Камень | страница 26



— Конечно, нравится. Сожалею, что я не такая.

— Чего ж тогда осуждаете мужа?

— За ложь, за двуличие. Или со мной живи, или к ней уходи.

— И только-то? — усмехнулся Рябинин.

Не искромсанная любовь, не обида, не одиночество и даже не женская гордыня… Её мучит неопределённость. И вся трагедия? И это её так потрясло, что на ногтях остались белёсые полосы, как после чёрной беды?

А не прилетела ли она с другой планеты, где тоже говорят на русском, но слова обозначают другие явления, вроде бы обратные? Любовь там зовётся ненавистью, а ненависть — любовью; ум — глупостью, а глупость — умом… Отсюда и долгий разговор, отсюда и путаница, ибо они тщились понять, что же каждый вкладывает в столь знакомые слова.

— А вы тоже станьте супершей, — злорадно посоветовал он.

— Это не просто.

— Ну уж. На пианино вы играете, один язык знаете, духи у вас французские… Выучите на курсах ещё один язык, достаньте у спекулянтов лайковые шмутки, купите в магазине «Наполеон», соберите побольше анекдотов… Что там она ещё — матюгается?

— Если бы вы её увидели…

— То я бы её поскрёб.

— В каком смысле?

— Узнал бы, что у неё под анекдотами.

— Сергей Георгиевич, под анекдотами у неё французское бельё.

— Маловато.

— Для женщины достаточно.

— А для человека мало.

— Георгию хватило.

— Жанна, ваш Георгий переметнулся к этой женщине не потому, что она знает анекдоты и пьёт «Наполеон». Вас с ним ничто не связывает. Ни общих невзгод, ни дружбы, ни детей… Кстати, почему у вас нет детей?

— Ах, какие дети…

— Он не хотел?

— Я не хотела.

— Почему же?

— Ребёнку нужен отец постоянный, а не приходящий.

Её бы надо жалеть. Рябинин жалел, но почему-то не Жанну, а ту большеглазую и опалённую солнцем юную женщину, отнесённую от него в прошлое.

— Мужчина всегда виноват перед женщиной, — сказал он и удивился этим словам, будто не сам их произнёс, а прилетели они оттуда, с хрустящего галечного берега.

— Хорошо сказали…

— Это не я сказал.

— Классик?

— Ваша мама.

Она сразу подобралась. Дрогнул тонкий носик, и взметнулись арочки бровей. Глаза расширились, как всегда, с холодным блеском стекла.

— Сергей Георгиевич, а вы тоже виноваты перед женщиной?
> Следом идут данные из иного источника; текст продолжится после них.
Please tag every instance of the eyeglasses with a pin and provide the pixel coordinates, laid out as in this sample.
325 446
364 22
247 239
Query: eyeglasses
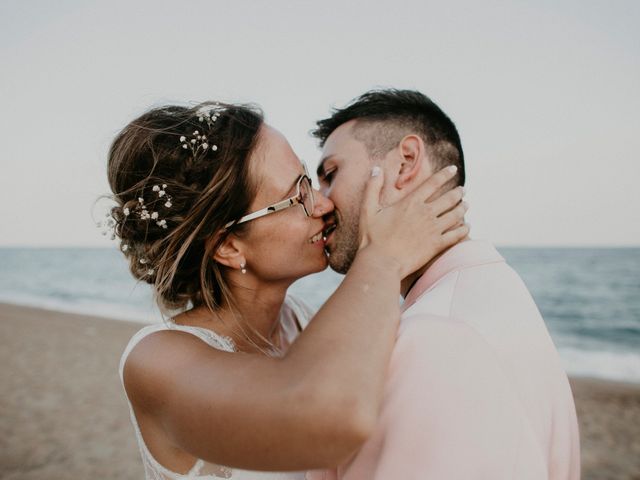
303 197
— Я? — удивился он. — Возможно, перед какой-то и виноват…

— Даже не знаете, перед какой?

— Умышленно никому зла не делал, — нетвёрдо сказал он.

Зло женщинам? Бывали ссоры с женой. Бывало, что наказывал дочь. Случалось, что арестовывал преступницу. А зло той, далёкой и опалённой солнцем, утонувшей во времени? И зло ли?